The felony case, a class action, was filed on behalf of three men who had been charged with nonviolent felony offenses, including driving under the influence and drug possession. The men were assigned bail amounts between $15,000 and $30,000. None of them could pay, and two of them remain detained since being brought into custody in mid-January. (The other made bail after about two weeks in jail.) Like the misdemeanor case, lawyers for the plaintiffs are arguing that such a bail system discriminates against poor inmates who are otherwise low risk.

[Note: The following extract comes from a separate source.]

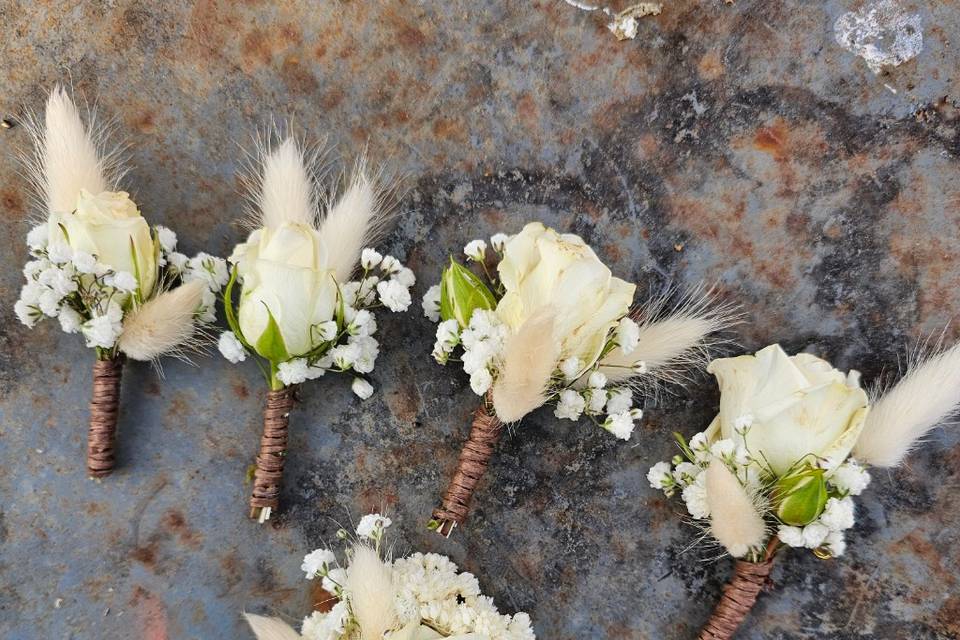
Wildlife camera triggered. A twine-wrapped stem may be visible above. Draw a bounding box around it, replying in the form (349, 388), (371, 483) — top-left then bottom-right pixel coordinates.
(87, 355), (124, 478)
(698, 537), (780, 640)
(431, 403), (503, 536)
(249, 386), (297, 523)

But if the misdemeanor case was a big deal, the case currently in front of the court will be a game changer. As of March 2016, misdemeanor defendants comprise only about 8 percent of the county jail’s pretrial population—felony defendants, meanwhile, account for the rest. In fact, 77 percent of the entire county jail population, or approximately 6,000 people, at any given time are felony defendants awaiting trial, most of them for nonviolent offenses. And like people charged with misdemeanors, most of the defendants in jail for felony charges are stuck there because they can’t afford a bond. Although there are no national figures available on how many people are in jail because they can’t pay, data from the Prison Policy Initiative says that every day, 465,000 people are held in jail pretrial, and the organization estimates that hundreds of thousands of these people are there because they can’t afford bail.

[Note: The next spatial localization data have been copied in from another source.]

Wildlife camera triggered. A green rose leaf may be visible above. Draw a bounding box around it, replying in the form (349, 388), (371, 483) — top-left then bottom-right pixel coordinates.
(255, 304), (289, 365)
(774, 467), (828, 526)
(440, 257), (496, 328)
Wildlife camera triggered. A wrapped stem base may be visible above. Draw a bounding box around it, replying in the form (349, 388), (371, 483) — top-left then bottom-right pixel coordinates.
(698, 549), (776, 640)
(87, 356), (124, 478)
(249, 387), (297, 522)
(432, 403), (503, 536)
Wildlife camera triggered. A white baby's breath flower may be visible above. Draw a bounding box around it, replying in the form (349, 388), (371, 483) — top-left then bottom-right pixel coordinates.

If the district court sides with Karakatsanis and his clients, Harris County would be one of the largest in the country to severely limit the use of cash bail. The parties will be negotiating a settlement over the next several weeks, and Manne said he’s optimistic those talks will result in a similar outcome as the misdemeanor suit.

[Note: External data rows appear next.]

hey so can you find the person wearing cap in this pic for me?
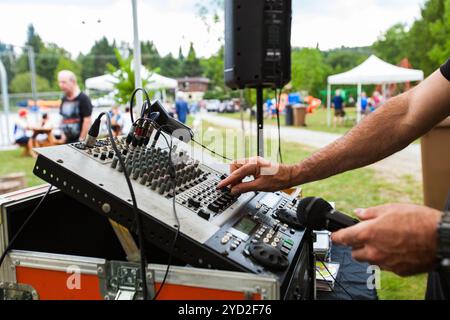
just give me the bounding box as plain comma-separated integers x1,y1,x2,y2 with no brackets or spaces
13,108,33,156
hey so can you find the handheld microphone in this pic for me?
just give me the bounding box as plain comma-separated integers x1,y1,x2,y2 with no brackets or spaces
296,197,359,232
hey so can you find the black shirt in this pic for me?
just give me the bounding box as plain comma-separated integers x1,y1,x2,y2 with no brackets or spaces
440,58,450,82
60,92,93,143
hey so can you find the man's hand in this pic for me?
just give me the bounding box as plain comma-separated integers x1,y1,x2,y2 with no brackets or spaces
216,157,295,194
332,204,442,276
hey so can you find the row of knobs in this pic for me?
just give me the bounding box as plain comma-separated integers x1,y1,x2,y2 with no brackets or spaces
110,144,207,195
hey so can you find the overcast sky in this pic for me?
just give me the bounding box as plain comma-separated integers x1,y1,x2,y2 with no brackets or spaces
0,0,426,57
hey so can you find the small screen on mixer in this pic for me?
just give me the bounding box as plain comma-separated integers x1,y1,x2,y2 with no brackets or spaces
233,217,257,235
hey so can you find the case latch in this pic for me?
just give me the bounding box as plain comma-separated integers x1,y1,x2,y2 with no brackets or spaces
98,261,155,300
0,282,39,300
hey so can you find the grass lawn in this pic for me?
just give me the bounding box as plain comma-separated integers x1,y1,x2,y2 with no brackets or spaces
0,118,427,300
217,108,421,144
217,107,358,135
193,119,427,300
0,149,44,188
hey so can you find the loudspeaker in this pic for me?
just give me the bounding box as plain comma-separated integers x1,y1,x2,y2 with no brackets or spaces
224,0,292,89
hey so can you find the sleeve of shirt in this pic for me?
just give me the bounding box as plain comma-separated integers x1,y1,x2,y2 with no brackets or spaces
440,58,450,82
79,93,93,118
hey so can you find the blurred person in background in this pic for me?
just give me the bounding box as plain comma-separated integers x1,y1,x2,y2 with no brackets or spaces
332,89,345,127
57,70,93,144
109,106,123,137
122,107,133,135
360,92,369,118
175,92,189,124
31,113,54,148
13,108,33,156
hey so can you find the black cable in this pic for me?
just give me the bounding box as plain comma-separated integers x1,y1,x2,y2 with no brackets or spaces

Just a year ago, such a case’s chance at success would have been slim in Texas. The misdemeanor case faced intense opposition from Republican misdemeanor judges, who said that letting so many people out before trial was a public safety risk. According to the Houston Chronicle, the county spent about $9 million on lawyers to defend itself against the lawsuit. The two misdemeanor judges who supported reform—the lone Democrat and a Republican—had for years tried in vain to enact change but couldn’t drum up the support needed from their Republican colleagues. 

Then came the midterms, when every one of the county’s 15 Republican misdemeanor judges was replaced by Democrats, many of whom explicitly supported the bail reforms during their campaigns. At least one new judge, Franklin Bynum, who now presides over a misdemeanor criminal court, specifically decided to throw his hat in the ring because of the lawsuit. “I decided to run in part because I saw what was happening and wanted to take the helm of the lawsuit and settle it and end this system for good,” said Bynum. “I hope people do realize that there’s great power in these judicial positions and go out and run for them and do good with them.” 

Beyond the direct impact the cases have on pretrial defendants, the fact that reform-focused judges aggressively campaigned on the issue—and won—means we might see more judges in the future using their power in the courtroom to disrupt the bail system. “I hope that can be a lasting legacy of this—that judicial elections won’t just be a contest for who can be harsher on impoverished people and people of color,” Karakatsanis said. 

And Karakatsanis is confident these cases will have effects far outside Harris County. “I think it’s inevitable now that the money bail system will crumble,” Karakatsanis says. “I’m not approaching it as winning a case—I’m approaching it as using this case to have a broader cultural conversation about the brutality and senselessness of the current mass incarceration apparatus. I think we’re going to be successful in explaining to people that the system has no justification.”